Archaic Period (750-480BC)
The Archaic Period in Greece refers to the years between 750 and 480 B.C., more particularly from 620 to 480 B.C. The age is defined through the development of art at this time, specifically through the style of pottery and sculpture, showing the specific characteristics that would later be developed into the more naturalistic style of the Classical period. The Archaic is one of five periods that Ancient Greek history can be divided into; it was preceded by the Dark Ages and followed by the Classical period. The Archaic period saw advancements in political theory, especially the beginnings of democracy, as well as in culture and art.
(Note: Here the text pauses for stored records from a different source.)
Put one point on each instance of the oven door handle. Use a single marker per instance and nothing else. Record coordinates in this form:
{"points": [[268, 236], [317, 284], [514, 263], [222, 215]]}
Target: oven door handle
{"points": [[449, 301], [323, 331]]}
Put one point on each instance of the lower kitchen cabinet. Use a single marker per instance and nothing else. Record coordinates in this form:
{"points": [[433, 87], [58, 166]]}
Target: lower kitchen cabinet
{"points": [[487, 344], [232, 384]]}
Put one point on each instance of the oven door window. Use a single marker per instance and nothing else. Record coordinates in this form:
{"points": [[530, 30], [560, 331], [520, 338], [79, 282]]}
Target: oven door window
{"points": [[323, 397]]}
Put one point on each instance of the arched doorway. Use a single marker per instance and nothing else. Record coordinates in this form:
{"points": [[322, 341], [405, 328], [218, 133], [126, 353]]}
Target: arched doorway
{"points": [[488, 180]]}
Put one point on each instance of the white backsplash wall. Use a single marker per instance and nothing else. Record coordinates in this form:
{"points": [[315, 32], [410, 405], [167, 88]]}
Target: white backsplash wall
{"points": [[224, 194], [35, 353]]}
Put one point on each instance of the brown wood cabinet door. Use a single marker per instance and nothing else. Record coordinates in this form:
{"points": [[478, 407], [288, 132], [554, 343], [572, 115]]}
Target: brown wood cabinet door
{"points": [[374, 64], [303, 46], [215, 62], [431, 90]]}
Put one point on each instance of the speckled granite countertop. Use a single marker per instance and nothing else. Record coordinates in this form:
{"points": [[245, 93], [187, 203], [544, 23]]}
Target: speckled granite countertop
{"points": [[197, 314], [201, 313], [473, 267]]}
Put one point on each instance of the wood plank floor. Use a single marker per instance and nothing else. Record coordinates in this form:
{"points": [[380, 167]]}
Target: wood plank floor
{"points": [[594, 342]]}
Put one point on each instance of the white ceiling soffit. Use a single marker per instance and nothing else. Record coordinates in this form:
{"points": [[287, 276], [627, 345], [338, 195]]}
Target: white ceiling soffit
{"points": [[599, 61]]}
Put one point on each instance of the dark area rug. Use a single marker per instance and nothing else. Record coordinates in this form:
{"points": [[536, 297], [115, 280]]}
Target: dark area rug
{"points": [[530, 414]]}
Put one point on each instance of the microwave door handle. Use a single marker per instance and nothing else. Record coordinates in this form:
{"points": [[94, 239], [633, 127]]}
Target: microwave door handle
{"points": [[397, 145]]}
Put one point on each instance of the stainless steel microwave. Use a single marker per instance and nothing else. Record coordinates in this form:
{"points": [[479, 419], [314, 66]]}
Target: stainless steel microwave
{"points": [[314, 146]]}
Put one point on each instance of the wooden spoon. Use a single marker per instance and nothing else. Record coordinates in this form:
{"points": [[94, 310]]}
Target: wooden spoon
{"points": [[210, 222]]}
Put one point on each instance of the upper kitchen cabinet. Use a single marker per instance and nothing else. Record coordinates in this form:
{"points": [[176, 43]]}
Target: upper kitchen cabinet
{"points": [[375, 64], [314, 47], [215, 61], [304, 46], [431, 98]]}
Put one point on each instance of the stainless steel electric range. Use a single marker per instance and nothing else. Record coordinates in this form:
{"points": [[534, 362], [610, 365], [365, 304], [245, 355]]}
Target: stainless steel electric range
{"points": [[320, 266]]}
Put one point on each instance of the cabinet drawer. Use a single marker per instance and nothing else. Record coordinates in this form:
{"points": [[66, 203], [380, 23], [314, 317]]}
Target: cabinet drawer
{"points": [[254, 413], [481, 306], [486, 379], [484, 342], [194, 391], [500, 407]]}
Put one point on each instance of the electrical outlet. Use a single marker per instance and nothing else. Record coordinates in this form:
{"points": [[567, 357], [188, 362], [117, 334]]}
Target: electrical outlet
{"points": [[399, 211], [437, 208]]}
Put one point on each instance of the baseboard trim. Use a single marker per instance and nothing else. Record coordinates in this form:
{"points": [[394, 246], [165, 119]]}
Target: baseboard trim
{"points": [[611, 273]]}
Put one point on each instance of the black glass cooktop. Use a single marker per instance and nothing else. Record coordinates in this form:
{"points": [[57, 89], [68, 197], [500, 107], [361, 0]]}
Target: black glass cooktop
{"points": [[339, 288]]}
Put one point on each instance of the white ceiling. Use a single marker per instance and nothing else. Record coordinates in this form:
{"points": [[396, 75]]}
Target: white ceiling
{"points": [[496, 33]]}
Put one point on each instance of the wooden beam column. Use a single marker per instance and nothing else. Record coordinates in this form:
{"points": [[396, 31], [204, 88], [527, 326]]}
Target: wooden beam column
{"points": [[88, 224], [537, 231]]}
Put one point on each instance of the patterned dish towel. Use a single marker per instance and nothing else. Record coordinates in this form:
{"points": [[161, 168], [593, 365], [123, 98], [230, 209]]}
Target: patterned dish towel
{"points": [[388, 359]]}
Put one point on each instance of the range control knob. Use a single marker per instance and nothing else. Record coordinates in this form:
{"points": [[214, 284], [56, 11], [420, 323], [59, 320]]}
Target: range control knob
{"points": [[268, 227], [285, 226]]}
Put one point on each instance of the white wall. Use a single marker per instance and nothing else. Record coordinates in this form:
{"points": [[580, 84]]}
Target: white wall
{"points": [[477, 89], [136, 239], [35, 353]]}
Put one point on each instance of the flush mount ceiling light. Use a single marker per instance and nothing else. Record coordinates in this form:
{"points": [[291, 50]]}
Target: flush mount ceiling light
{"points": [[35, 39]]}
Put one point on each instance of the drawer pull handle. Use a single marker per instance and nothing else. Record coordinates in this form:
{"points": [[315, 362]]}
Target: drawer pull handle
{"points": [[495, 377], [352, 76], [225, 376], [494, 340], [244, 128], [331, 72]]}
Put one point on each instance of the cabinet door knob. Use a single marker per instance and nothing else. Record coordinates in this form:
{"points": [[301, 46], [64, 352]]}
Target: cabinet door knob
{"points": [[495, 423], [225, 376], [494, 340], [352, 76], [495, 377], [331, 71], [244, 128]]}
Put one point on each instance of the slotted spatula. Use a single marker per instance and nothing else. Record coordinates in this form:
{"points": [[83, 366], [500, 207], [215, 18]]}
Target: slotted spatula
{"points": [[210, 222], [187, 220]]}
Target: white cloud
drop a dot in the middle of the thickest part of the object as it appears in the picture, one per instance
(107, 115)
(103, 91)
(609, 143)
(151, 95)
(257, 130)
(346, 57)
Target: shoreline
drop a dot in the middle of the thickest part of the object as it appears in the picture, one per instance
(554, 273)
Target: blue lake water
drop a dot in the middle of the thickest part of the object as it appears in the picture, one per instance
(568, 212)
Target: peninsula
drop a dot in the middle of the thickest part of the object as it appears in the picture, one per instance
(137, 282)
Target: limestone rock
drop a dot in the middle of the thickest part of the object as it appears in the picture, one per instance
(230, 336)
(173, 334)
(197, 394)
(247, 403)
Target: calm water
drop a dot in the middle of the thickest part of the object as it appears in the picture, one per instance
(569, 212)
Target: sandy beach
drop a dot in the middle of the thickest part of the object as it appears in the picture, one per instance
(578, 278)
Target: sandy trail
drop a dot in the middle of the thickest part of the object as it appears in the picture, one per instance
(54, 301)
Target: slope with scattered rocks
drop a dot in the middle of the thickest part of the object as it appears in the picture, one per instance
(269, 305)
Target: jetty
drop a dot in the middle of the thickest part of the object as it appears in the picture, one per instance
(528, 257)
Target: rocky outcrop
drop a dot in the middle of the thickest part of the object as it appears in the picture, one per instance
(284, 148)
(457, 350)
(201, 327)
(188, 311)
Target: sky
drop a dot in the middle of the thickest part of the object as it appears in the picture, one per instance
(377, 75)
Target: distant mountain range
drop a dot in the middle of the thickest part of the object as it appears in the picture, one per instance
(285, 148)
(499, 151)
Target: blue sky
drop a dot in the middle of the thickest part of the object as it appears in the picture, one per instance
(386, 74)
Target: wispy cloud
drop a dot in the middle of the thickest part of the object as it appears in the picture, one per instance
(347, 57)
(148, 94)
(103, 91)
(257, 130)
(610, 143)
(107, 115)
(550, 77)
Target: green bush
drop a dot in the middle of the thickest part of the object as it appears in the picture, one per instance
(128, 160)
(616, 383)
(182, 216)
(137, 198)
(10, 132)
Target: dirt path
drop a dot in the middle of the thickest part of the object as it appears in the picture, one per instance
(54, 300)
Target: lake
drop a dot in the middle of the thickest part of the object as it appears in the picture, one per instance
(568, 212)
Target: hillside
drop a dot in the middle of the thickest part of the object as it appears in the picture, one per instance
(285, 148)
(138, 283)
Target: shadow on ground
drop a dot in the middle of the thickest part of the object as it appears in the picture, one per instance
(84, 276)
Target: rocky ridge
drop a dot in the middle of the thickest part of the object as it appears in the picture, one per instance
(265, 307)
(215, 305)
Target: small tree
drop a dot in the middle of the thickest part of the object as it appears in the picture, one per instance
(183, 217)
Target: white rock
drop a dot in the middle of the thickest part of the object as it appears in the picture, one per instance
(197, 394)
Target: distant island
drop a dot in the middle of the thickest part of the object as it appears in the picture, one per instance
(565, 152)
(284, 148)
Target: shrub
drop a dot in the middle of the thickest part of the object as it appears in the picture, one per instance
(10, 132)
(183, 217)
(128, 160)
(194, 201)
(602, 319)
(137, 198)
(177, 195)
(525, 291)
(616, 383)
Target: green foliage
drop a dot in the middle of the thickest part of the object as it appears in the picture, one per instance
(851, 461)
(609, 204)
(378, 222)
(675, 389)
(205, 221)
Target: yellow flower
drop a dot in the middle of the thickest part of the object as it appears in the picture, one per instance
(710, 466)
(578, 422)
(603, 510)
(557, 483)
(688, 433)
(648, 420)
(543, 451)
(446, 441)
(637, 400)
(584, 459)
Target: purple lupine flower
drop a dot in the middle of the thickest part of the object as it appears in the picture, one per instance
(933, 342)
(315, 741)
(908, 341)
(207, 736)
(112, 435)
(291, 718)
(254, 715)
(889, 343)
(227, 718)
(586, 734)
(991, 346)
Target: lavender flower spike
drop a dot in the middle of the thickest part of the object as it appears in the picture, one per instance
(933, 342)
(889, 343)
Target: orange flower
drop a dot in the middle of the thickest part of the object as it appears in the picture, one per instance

The knowledge and use of written language which was lost in the Dark Ages was re-established.
Classical Period (500-336 BC)
The Classical Age of Greece begins with the Persian War (490-479 B.C.) and ends with the death of Alexander the Great (323 B.C.). Besides war and conquest, in this period of Ancient Greece, the Greeks produced great literature, poetry, philosophy, drama, and art. Classical Greece includes the period known as the Age of Pericles .
Hellenistic Period (336-146 BC)
The death of Alexander the Great in 323 B.C.. marked the beginning of a new stage in world history. Hellenic civilization, properly defined, was now at an end. The fusion of cultures and intermingling of peoples resulting from Alexander's conquests had accomplished the overthrow of most of the ideals represented by the Greeks in their prime. Gradually a new pattern of civilization emerged based upon a mixture of Greek and Oriental elements. To this new civilization, which lasted until about the beginning of the Christian era, the name Hellenistic is the one most commonly applied. While the Hellenistic Age is sometimes regarded as simply a final chapter in the history of Ancient Greece, this is by no means correct. The centuries which followed the death of Alexander were so markedly different from the Golden Age of Greece that they cannot be accurately regarded as a continuation of it.